The Atlanta Journal-Constitution

George Santos is a fraud, so expel him from the House

- Eugene Robinson He writes for the Washington Post.

The people of New York’s 3rd Congressio­nal District thought they were sending to the House a successful Jewish businessma­n who had attended an elite prep school, starred on the volleyball team at Baruch College, earned a graduate degree at New York University, worked at Goldman Sachs and Citigroup, founded his own thriving asset-management firm, and served his community by running an animal-rescue charity.

Instead, they got none of the above. They got GOP Rep. George Santos, or “Anthony Devolder,” or “Anthony Zabrovsky,” or “Kitara Ravache.” Whoever he might be, he is not remotely the man those voters believed they were electing.

Santos defrauded his constituen­ts, morally if not legally, and effectivel­y disenfranc­hised them. More of his fabricatio­ns are revealed almost daily. His presence in the House chamber, where so much history has taken place, defiles and dishonors the institutio­n — yes, that is still possible — and he should be promptly expelled.
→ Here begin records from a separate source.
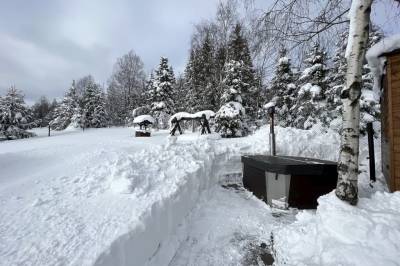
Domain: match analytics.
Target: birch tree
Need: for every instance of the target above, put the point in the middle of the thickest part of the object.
(347, 186)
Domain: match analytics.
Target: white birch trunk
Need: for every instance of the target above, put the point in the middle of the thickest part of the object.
(347, 186)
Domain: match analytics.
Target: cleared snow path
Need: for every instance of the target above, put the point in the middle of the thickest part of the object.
(103, 197)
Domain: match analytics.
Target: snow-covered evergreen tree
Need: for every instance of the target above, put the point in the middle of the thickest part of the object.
(230, 120)
(336, 79)
(94, 112)
(369, 101)
(238, 50)
(282, 89)
(15, 116)
(163, 95)
(68, 108)
(309, 107)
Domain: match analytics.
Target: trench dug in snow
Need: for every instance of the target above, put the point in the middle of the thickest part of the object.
(167, 233)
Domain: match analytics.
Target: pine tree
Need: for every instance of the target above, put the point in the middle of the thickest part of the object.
(309, 107)
(66, 110)
(282, 89)
(15, 116)
(238, 50)
(207, 86)
(163, 95)
(369, 102)
(230, 120)
(192, 97)
(94, 111)
(336, 79)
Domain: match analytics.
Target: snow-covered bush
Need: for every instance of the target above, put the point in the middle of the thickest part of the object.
(15, 116)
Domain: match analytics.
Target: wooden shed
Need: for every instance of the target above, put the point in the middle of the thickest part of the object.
(390, 109)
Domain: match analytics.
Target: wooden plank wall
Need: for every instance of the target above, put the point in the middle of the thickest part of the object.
(393, 73)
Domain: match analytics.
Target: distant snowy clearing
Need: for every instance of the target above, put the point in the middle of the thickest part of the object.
(104, 197)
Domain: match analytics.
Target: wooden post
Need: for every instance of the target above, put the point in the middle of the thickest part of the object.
(371, 151)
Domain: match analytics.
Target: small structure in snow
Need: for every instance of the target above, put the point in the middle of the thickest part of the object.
(286, 181)
(202, 117)
(384, 59)
(143, 121)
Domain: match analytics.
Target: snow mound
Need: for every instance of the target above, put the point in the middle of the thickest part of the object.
(143, 118)
(340, 234)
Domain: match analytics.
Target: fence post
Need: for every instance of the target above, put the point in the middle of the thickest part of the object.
(371, 151)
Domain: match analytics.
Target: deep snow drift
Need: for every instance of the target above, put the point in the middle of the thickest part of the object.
(104, 197)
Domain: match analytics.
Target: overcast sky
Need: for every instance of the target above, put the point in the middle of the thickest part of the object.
(45, 44)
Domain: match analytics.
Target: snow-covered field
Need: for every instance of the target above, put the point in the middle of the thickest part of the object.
(103, 197)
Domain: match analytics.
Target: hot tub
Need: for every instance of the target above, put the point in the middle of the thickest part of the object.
(286, 181)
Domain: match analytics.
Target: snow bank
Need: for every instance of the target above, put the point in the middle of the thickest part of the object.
(340, 234)
(376, 62)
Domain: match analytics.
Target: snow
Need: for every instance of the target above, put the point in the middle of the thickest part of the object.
(269, 105)
(283, 60)
(141, 118)
(315, 90)
(340, 234)
(103, 197)
(376, 62)
(231, 109)
(355, 4)
(309, 70)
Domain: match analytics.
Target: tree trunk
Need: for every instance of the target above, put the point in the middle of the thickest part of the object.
(347, 187)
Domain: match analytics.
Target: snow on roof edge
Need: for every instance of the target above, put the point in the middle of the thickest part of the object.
(377, 62)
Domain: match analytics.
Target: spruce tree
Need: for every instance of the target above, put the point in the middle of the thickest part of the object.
(282, 89)
(68, 108)
(230, 120)
(163, 95)
(238, 50)
(336, 80)
(94, 107)
(207, 86)
(15, 116)
(309, 107)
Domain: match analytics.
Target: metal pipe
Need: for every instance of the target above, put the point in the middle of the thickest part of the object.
(371, 151)
(272, 146)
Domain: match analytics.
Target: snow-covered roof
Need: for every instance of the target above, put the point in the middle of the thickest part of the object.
(375, 59)
(269, 105)
(184, 115)
(143, 118)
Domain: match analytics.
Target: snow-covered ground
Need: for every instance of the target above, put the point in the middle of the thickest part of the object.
(103, 197)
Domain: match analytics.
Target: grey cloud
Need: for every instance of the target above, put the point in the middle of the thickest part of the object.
(45, 44)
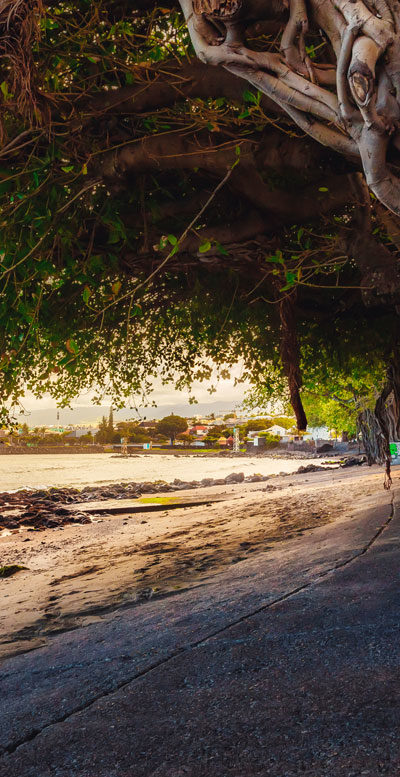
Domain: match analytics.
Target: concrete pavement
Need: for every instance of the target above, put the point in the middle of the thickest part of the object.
(286, 664)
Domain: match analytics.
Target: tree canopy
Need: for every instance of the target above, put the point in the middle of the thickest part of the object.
(160, 215)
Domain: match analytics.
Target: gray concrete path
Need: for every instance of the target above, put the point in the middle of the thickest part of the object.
(287, 664)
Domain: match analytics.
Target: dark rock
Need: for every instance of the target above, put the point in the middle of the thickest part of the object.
(235, 477)
(310, 468)
(352, 461)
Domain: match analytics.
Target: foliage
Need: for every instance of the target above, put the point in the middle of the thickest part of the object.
(112, 153)
(171, 426)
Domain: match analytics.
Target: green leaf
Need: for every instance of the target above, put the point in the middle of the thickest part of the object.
(275, 258)
(72, 346)
(87, 293)
(250, 97)
(204, 247)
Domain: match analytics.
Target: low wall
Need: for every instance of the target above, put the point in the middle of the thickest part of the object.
(41, 449)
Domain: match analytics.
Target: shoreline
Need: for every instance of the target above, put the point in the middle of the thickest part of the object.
(55, 507)
(176, 452)
(87, 573)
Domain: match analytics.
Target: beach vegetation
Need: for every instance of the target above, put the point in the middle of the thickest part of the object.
(166, 218)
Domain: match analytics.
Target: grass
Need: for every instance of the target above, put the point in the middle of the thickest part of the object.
(11, 569)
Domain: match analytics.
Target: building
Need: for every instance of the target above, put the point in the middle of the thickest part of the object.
(200, 430)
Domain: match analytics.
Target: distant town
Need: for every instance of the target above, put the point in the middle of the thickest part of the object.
(228, 431)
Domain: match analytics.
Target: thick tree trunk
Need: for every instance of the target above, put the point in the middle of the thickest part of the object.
(290, 356)
(380, 427)
(361, 60)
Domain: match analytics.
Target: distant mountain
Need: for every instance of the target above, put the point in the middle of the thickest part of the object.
(91, 413)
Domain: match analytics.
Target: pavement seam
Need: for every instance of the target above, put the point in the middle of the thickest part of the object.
(10, 749)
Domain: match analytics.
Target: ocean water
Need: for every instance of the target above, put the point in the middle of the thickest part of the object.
(44, 470)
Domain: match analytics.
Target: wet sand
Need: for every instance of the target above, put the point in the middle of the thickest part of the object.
(78, 574)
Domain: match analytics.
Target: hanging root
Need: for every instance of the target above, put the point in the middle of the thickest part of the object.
(19, 29)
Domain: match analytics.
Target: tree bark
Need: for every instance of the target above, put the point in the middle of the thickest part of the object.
(362, 118)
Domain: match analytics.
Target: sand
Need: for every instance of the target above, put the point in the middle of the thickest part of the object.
(78, 574)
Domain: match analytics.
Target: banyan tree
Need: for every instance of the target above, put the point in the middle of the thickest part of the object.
(202, 182)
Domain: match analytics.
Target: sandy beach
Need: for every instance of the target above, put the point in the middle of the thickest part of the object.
(78, 574)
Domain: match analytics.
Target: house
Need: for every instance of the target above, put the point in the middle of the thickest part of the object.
(283, 433)
(199, 429)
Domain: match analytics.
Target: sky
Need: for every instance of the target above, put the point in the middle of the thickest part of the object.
(227, 397)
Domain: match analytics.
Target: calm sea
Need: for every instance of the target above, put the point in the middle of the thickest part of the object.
(40, 471)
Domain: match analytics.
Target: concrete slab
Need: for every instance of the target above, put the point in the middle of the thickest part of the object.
(216, 679)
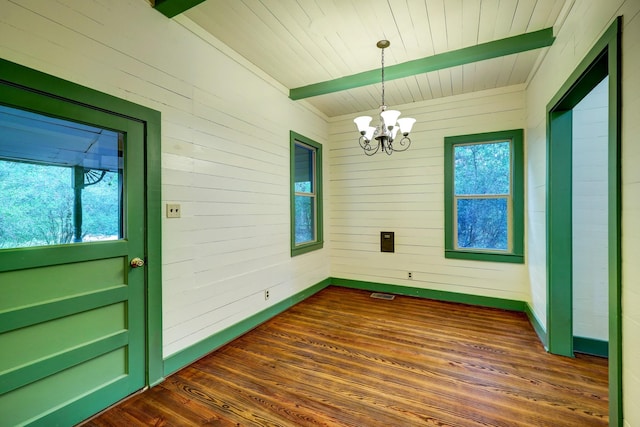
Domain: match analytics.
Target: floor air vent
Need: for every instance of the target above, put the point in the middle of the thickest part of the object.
(382, 296)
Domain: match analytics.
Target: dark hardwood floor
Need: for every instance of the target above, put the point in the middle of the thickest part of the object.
(342, 358)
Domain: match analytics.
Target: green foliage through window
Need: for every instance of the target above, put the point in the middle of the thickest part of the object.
(306, 190)
(484, 212)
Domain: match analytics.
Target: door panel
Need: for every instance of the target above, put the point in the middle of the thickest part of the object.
(72, 316)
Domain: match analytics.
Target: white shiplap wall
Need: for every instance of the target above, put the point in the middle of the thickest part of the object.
(590, 275)
(225, 150)
(584, 25)
(404, 193)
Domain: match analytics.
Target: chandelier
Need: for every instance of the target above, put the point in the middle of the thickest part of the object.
(382, 136)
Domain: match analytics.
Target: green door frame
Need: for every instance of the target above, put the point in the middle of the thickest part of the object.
(28, 79)
(602, 60)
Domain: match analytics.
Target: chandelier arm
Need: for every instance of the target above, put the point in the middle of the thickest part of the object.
(363, 142)
(369, 151)
(402, 143)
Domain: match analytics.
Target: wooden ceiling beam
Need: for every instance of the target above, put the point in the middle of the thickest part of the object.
(171, 8)
(480, 52)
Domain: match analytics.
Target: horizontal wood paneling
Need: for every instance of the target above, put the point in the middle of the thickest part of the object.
(584, 25)
(341, 358)
(225, 150)
(62, 388)
(404, 193)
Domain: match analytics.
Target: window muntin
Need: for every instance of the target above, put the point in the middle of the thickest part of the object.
(60, 181)
(306, 209)
(484, 208)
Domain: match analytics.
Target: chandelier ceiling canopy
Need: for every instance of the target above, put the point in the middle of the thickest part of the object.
(372, 139)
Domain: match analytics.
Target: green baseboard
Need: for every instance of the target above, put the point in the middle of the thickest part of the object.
(478, 300)
(196, 351)
(542, 333)
(591, 346)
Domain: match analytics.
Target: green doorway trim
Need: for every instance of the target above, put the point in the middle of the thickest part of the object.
(29, 79)
(602, 60)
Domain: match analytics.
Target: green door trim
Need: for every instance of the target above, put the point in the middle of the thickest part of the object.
(602, 60)
(29, 80)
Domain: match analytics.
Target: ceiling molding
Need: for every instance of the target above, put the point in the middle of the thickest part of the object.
(480, 52)
(171, 8)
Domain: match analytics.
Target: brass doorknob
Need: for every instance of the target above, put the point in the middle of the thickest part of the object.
(136, 262)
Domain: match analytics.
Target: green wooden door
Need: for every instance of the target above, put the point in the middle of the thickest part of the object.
(72, 315)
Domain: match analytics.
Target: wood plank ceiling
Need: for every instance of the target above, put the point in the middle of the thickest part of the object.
(303, 42)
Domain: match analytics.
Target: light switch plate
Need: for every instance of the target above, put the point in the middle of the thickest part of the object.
(173, 210)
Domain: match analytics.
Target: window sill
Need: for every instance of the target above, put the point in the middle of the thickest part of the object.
(485, 256)
(303, 249)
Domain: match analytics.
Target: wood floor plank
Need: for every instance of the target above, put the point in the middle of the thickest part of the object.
(341, 358)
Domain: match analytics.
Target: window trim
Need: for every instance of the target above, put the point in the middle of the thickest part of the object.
(298, 249)
(516, 210)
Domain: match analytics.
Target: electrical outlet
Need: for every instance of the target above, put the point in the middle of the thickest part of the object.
(173, 210)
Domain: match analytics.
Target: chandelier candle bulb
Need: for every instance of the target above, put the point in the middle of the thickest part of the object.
(385, 133)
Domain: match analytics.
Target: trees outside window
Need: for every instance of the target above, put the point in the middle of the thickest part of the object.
(306, 194)
(484, 212)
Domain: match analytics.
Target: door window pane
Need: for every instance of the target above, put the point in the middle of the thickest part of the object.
(60, 181)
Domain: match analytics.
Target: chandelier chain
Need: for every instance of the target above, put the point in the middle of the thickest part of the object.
(383, 76)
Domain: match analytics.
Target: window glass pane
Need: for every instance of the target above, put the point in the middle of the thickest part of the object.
(482, 224)
(304, 169)
(304, 219)
(60, 181)
(482, 168)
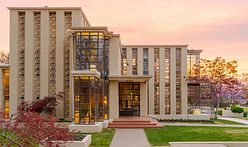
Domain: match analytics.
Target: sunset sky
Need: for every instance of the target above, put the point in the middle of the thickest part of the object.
(219, 27)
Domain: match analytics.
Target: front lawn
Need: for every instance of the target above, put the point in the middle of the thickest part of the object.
(102, 139)
(221, 121)
(161, 137)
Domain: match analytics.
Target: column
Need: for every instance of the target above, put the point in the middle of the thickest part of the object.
(184, 95)
(143, 99)
(29, 53)
(129, 62)
(162, 82)
(13, 61)
(113, 99)
(151, 81)
(173, 80)
(140, 61)
(60, 60)
(44, 53)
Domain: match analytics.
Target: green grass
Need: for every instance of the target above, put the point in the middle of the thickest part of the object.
(221, 121)
(102, 139)
(161, 137)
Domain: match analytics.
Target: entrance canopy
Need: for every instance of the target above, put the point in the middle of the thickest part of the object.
(124, 78)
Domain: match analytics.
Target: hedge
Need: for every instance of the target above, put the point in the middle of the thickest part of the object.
(237, 109)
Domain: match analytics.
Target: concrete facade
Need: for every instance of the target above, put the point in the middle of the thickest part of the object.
(79, 23)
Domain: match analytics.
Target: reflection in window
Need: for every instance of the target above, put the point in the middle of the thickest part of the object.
(145, 61)
(89, 51)
(156, 81)
(21, 55)
(167, 80)
(134, 61)
(124, 61)
(6, 92)
(52, 54)
(178, 81)
(85, 100)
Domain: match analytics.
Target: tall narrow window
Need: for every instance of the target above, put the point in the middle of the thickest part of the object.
(156, 81)
(134, 61)
(36, 79)
(52, 55)
(145, 61)
(6, 92)
(67, 49)
(124, 61)
(21, 55)
(167, 80)
(178, 81)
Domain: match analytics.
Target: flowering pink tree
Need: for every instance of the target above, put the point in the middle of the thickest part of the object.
(31, 129)
(221, 75)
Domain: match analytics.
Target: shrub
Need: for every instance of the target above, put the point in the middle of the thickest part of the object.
(237, 109)
(220, 112)
(245, 114)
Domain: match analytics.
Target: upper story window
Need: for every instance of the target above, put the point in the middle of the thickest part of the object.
(89, 51)
(145, 61)
(124, 61)
(134, 61)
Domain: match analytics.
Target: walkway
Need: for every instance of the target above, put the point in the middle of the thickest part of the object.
(129, 138)
(211, 125)
(234, 119)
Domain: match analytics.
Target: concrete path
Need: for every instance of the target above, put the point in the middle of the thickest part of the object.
(212, 125)
(234, 119)
(129, 138)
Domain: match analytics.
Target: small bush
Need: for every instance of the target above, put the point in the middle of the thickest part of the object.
(220, 112)
(237, 109)
(245, 114)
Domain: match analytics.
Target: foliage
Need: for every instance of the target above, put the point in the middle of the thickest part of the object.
(30, 129)
(237, 109)
(102, 139)
(245, 114)
(161, 137)
(4, 56)
(220, 112)
(46, 105)
(221, 75)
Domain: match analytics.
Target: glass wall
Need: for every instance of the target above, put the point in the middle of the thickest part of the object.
(167, 80)
(91, 53)
(178, 81)
(85, 100)
(156, 81)
(124, 61)
(6, 92)
(129, 104)
(134, 61)
(145, 61)
(193, 61)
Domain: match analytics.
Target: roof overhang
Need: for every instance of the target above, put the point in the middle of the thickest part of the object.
(124, 78)
(103, 29)
(85, 73)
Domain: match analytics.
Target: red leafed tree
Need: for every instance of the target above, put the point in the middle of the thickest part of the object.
(30, 129)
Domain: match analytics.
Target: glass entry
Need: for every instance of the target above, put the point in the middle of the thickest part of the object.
(129, 94)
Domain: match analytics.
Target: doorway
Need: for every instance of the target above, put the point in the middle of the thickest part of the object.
(129, 102)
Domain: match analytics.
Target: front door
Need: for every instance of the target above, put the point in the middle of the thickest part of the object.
(129, 102)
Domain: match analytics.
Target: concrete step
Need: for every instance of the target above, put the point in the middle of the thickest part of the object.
(133, 126)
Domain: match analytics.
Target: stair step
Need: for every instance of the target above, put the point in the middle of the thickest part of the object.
(134, 126)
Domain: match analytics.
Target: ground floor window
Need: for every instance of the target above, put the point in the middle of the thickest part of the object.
(129, 103)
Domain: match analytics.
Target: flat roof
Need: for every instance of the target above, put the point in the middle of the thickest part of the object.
(44, 8)
(157, 45)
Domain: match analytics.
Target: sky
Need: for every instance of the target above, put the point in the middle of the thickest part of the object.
(218, 27)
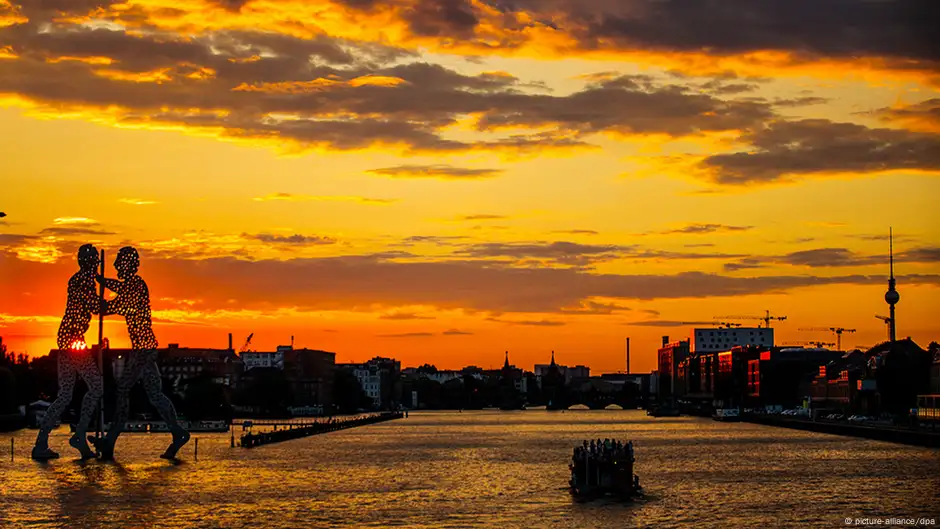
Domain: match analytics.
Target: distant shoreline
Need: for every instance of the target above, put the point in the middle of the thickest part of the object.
(893, 435)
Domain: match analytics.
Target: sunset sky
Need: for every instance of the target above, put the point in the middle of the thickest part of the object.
(444, 180)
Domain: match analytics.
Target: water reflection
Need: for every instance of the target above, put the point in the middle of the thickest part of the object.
(477, 470)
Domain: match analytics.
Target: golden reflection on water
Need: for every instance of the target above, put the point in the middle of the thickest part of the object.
(474, 469)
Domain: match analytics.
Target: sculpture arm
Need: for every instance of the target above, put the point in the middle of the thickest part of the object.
(114, 285)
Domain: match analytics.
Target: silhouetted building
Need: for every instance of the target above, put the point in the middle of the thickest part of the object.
(835, 385)
(775, 377)
(309, 373)
(379, 379)
(669, 356)
(254, 359)
(935, 369)
(223, 366)
(715, 339)
(900, 371)
(568, 374)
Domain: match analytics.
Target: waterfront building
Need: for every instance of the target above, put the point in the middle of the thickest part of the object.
(835, 386)
(270, 359)
(716, 339)
(668, 358)
(379, 379)
(896, 373)
(569, 374)
(935, 368)
(774, 378)
(309, 373)
(222, 366)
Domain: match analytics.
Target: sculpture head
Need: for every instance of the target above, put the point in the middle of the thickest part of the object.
(127, 262)
(88, 257)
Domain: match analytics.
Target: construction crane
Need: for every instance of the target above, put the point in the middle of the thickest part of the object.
(836, 330)
(813, 343)
(244, 348)
(887, 321)
(766, 318)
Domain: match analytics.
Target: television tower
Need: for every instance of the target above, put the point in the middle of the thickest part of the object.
(891, 296)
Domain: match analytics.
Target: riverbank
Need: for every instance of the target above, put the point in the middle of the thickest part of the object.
(894, 435)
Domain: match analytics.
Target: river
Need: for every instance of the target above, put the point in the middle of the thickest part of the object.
(475, 469)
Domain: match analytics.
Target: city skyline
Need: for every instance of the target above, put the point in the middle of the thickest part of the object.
(441, 182)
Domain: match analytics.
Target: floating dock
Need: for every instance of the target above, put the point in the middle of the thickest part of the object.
(603, 468)
(291, 430)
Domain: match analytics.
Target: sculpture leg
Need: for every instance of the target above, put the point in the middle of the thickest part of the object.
(122, 404)
(154, 388)
(66, 372)
(88, 370)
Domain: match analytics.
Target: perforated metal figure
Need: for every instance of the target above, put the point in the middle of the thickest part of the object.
(75, 358)
(133, 302)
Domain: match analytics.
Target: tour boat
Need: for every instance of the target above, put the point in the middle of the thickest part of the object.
(727, 415)
(604, 472)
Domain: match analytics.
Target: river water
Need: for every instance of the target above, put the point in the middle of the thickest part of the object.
(476, 469)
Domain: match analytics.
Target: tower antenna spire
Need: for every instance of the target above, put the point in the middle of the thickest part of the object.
(891, 296)
(891, 251)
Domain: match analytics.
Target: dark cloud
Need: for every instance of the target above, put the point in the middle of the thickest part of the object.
(445, 172)
(541, 253)
(337, 93)
(296, 239)
(593, 307)
(925, 113)
(530, 323)
(836, 257)
(404, 316)
(8, 240)
(800, 101)
(798, 148)
(577, 232)
(437, 240)
(919, 255)
(442, 18)
(67, 231)
(629, 105)
(839, 28)
(668, 323)
(742, 264)
(482, 216)
(350, 282)
(569, 253)
(699, 229)
(407, 335)
(824, 257)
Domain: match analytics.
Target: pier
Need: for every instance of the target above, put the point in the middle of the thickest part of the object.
(293, 430)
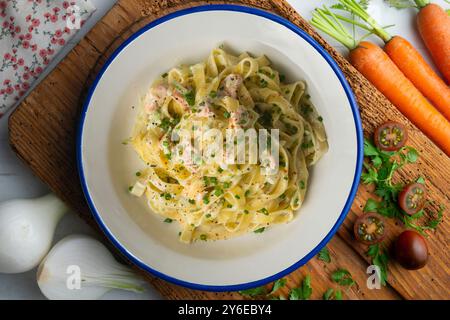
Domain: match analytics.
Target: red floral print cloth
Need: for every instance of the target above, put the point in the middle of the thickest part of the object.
(32, 32)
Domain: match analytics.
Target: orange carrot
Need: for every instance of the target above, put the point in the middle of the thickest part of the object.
(379, 69)
(406, 57)
(416, 69)
(434, 27)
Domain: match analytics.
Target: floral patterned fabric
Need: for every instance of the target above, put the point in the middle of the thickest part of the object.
(32, 32)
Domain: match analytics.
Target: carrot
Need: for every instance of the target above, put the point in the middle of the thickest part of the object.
(407, 59)
(378, 68)
(415, 68)
(434, 28)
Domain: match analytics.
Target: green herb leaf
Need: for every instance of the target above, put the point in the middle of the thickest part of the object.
(324, 255)
(380, 258)
(280, 283)
(371, 206)
(420, 180)
(254, 292)
(303, 292)
(328, 294)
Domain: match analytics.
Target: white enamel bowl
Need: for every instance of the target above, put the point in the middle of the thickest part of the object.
(107, 167)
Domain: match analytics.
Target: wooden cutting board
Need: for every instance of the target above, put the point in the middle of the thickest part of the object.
(42, 132)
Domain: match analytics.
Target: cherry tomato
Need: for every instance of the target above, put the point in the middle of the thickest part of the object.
(412, 198)
(390, 136)
(369, 228)
(411, 250)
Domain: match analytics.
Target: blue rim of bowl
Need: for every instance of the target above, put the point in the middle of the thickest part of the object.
(356, 117)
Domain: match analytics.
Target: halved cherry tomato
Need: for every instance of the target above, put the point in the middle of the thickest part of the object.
(369, 228)
(390, 136)
(412, 198)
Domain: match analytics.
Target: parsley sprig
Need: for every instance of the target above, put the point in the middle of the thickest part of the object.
(303, 292)
(379, 170)
(380, 258)
(324, 255)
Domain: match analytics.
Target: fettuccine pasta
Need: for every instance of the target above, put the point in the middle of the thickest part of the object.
(216, 199)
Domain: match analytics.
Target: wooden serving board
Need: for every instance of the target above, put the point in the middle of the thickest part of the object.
(42, 132)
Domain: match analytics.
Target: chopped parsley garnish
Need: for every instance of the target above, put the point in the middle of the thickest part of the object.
(166, 195)
(307, 145)
(265, 119)
(189, 96)
(260, 230)
(324, 255)
(263, 83)
(218, 192)
(302, 184)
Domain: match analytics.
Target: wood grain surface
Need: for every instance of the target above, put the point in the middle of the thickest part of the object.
(42, 132)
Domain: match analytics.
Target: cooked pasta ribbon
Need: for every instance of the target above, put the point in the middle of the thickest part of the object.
(217, 199)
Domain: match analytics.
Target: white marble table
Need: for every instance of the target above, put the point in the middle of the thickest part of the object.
(17, 181)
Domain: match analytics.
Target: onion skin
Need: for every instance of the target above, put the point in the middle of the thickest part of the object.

This is something that Republican­s and Democrats should be able to agree on. Almost every member of Congress I’ve ever met, in either party, at some level understand­s holding elective office as a sacred trust.

The excuse for doing nothing that Speaker Kevin McCarthy, R-Calif., and Santos have offered — that the people of his district decided Santos should represent them, and their will is sovereign — holds no water. Those voters chose a fictional character, a figment of Santos’ imaginatio­n. Their will was not honored, but instead thwarted, by his lies.

If Santos had, say, claimed a college degree that he fell just short of earning, or exaggerate­d his athletic prowess or his business acumen, I would understand a decision to let voters render their verdict in 2024. He would hardly be the first member of Congress to burnish a resume. But I am aware of no precedent in which a representa­tive or senator forged an entire gleaming persona out of patent lies.

And given where his district is, it was unforgivab­le for Santos to falsely claim on his campaign website that his mother “was in her office in the South Tower” of the World Trade Center at the moment of the Sept. 11, 2001, terrorist attacks. Santos said on Twitter that 9/11 “claimed my mother’s life.” He told voters that although she survived the attacks, she later died of cancer — implying that the illness was caused by toxic dust and debris from the towers’ collapse. There is no evidence Santos’ mother worked at the World Trade Center on 9/11, and immigratio­n records appear to show she was not even in the U.S. at the time.

For Santos to lie about having a personal connection to a tragedy so deeply felt by so many New Yorkers is cynical and sick.

I realize that calling for Santos to be expelled might sound quixotic. Yes, I know that Republican­s have only a nine-seat House majority. I know McCarthy needed Santos’ vote to become speaker and will need his continuing support to keep that hard-won gavel. And I know there is a good chance that if Santos were tossed out, the seat might well go to a Democrat in a special election.

But even then, Republican­s would still control the chamber. And McCarthy’s position is already precarious, since any member of the GOP caucus can force a vote on his ouster.

As speaker, McCarthy has a binary choice: Either he moves against Santos in defense of the House’s integrity — or he proves that it has none.